We review the BIA’s denial of a motion to reopen for abuse of discretion. See Kaur v. BIA, 413 F.3d 232, 233 (2d Cir.2005) (per curiam). There is no dispute that Lin’s second and third motions to reopen were untimely and number-barred. See 8 C.F.R. § 1003.2(c)(2) (providing that an alien seeking to reopen proceedings may file one motion to reopen no later than 90 days after the date on which the final administrative decision was rendered). However, there are no time and number limitations for filing a motion to reopen where the motion is “based on changed circumstances arising in the country of nationality or in the country to which deportation has been ordered, if such evidence is material and was not available and could not have been discovered or presented at the previous hearing.” 8 C.F.R. § 1003.2(e)(3)(ii).
The BIA did not abuse its discretion in denying Lin’s second and third motions to reopen where it reasonably *607found that he failed to proffer material evidence that would have established his prima facie eligibility for relief. See 8 C.F.R. § 1003.2(c)(1); see also Poradisova v. Gonzales, 420 F.3d 70, 78 (2d Cir.2005). Further, we note that the translation errors, which Lin argues constituted the functional equivalent of changed country conditions, would not materially alter the meaning of the country-conditions evidence by demonstrating a risk of forced sterilization.

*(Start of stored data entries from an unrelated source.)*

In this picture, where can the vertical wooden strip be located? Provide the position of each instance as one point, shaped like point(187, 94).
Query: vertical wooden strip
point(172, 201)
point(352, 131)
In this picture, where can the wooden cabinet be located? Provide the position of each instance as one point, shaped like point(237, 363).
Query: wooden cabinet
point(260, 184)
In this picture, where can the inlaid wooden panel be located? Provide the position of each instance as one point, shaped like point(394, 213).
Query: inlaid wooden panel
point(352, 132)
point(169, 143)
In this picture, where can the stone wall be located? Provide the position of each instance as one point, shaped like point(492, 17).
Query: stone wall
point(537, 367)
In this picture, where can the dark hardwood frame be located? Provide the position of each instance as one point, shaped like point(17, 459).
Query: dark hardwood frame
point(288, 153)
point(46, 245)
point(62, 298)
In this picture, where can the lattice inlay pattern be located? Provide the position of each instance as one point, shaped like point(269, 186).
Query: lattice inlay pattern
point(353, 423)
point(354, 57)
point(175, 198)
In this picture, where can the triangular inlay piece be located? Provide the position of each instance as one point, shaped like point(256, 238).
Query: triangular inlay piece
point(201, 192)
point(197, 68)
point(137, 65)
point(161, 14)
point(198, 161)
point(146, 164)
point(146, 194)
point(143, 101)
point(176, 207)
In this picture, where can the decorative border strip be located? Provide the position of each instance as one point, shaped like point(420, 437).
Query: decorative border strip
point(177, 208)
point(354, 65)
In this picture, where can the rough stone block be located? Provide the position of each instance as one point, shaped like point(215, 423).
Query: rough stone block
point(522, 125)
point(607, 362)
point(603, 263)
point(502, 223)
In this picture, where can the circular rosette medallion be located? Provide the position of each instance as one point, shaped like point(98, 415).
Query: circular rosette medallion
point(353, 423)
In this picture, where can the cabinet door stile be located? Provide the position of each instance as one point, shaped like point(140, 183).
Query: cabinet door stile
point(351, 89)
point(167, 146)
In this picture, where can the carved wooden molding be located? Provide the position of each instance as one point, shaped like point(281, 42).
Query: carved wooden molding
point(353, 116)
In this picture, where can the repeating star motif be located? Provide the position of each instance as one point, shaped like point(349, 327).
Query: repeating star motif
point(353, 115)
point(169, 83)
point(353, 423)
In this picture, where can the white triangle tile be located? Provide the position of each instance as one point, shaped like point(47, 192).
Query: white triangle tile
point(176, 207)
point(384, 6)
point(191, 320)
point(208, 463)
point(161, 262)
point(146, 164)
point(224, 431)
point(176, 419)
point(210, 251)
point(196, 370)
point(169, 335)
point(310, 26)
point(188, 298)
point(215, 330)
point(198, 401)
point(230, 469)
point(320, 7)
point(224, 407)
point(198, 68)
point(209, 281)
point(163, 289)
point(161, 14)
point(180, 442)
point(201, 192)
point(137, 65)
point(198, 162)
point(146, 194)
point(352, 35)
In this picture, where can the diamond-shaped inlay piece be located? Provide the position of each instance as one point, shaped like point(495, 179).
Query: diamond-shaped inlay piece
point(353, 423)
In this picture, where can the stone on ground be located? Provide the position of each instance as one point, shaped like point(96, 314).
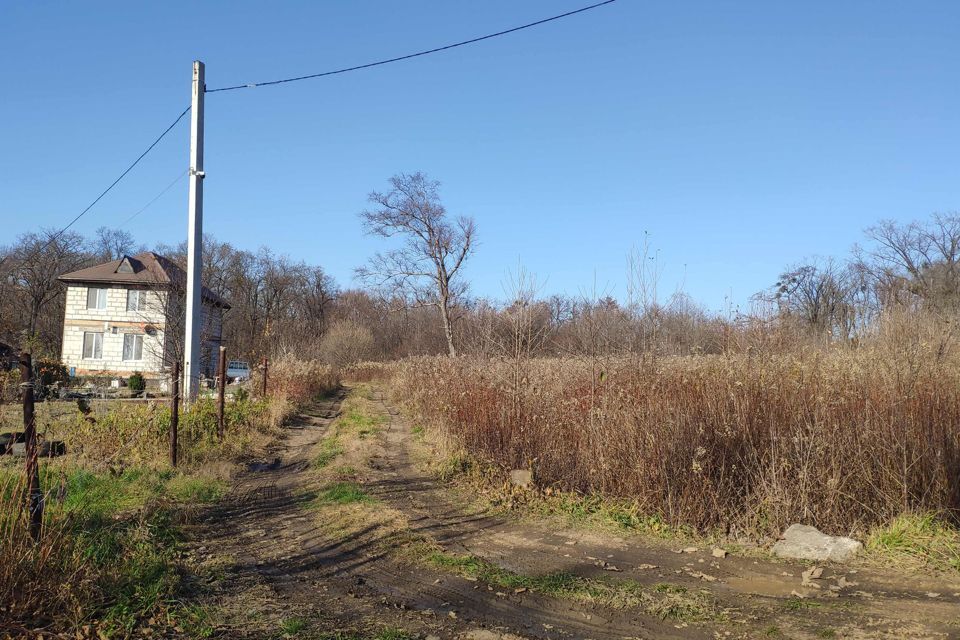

With respect to Lin’s due process argument, Lin has no due process right in seeking a discretionary grant of a motion to reopen. Cf. Yuen Jin v. Mukasey, 538 F.3d 143, 157 (2d Cir.2008) (holding that “an alien who has already filed one asylum application, been adjudicated removable and ordered deported, and who has nevertheless remained in the country illegally for several years, does not have a liberty or property interest in a discretionary grant of asylum”); see Gomez-Palacios v. Holder, 560 F.3d 354, 361 n. 2 (5th Cir.2009); Iglesias v. Mukasey, 540 F.3d 528, 531 (7th Cir.2008). Lin has remained in this country illegally for over sixteen years—eleven of those after his final order of removal. In that time he has filed, and has had adjudicated, an asylum application and three motions to reopen. He has received ample process. See Yuen Jin, 538 F.3d at 157; see also Wei Guang Wang v. BIA, 437 F.3d 270, 273-74 (2d Cir.2006).
Additionally, contrary to Lin’s argument, the BIA did not err in declining to reopen his removal proceedings based on his eligibility for adjustment of status because that eligibility would not excuse the untimely filing of his motion to reopen. See 8 C.F.R. § 1003.2(c)(3).
Finally, the BIA also properly determined that Lin was not eligible to file a successive asylum application based solely on his changed personal circumstances. See Yuen Jin, 538 F.3d at 156; Matter of C-W-L, 24 I. & N. Dec. 346 (B.I.A.2007).
For the foregoing reasons, Lin’s petitions for review are DENIED. As we have completed our review, any stay of removal that the Court previously granted in these petitions is VACATED, and any pending motion for a stay of removal in these petitions is DISMISSED as moot. Any pending request for oral argument in these petitions is DENIED in accordance with Federal Rule of Appellate Procedure 34(a)(2), and Second Circuit Local Rule 34(b).